Un droit indépendant de la bonne ou mauvaise foi des parties – Selon le rapport accompagnant l’ordonnance, la compensation de la jouissance de la chose par le versement d’une indemnité d’occupation apparaît comme un équivalent économique des fruits que la chose aurait pu produire.
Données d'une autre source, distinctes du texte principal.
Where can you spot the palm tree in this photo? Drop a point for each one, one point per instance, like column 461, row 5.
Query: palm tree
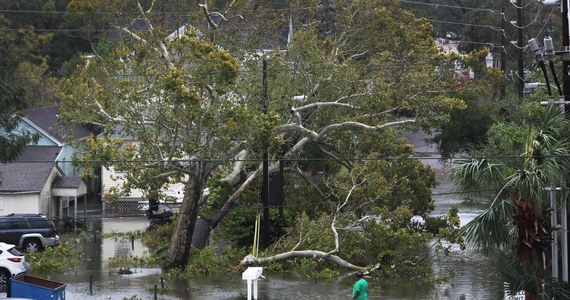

Or avant la réforme, la jurisprudence rendue à propos des fruits produits par la chose objet du contrat anéanti considérait, en application des anciens articles 549 et 550 du Code civil exploités à défaut de règles spécifiques dans la théorie des nullités, qu’une distinction devait être établie selon que le débiteur de la restitution était de bonne ou mauvaise foi : si celui-ci était de bonne foi, ignorant le vice dont la convention était atteinte, il pouvait conserver les fruits ; à défaut, et dans tous les autres cas, il devait les restituer. Constante en jurisprudence, cette solution n’a pas été reprise par l’ordonnance du 10 février 2016, l’article 1352-3, alinéa 1er, du Code civil disposant que la restitution inclut en toutes hypothèses les fruits et la valeur de la jouissance que la chose a procurée. Ainsi, le texte nouveau ne conditionne pas la restitution à la mauvaise foi du débiteur de l’obligation de restituer. Conformément à cette évolution législative, la troisième chambre civile applique ici ce principe nouveau d’indépendance entre la bonne foi du débiteur et l’obligation de restitution. Ainsi, en l’espèce, malgré la bonne foi des acheteurs victimes de réticence dolosive, ces derniers ne pouvaient comme jadis arguer de leur bonne foi pour priver le vendeur de sa créance de restitution (comp. Civ. 3e, 3 mai 2018, n° 17-11.132 : en cas d’annulation du contrat pour erreur, le vendeur ne peut obtenir la restitution des loyers perçus par l’acheteur dès lors que l’erreur de celui-ci était excusable et qu’il n’était pas de mauvaise foi). Dans tous les cas, l’acheteur doit donc désormais restitution au vendeur des fruits ainsi que la valeur de la jouissance que la chose a procurée. 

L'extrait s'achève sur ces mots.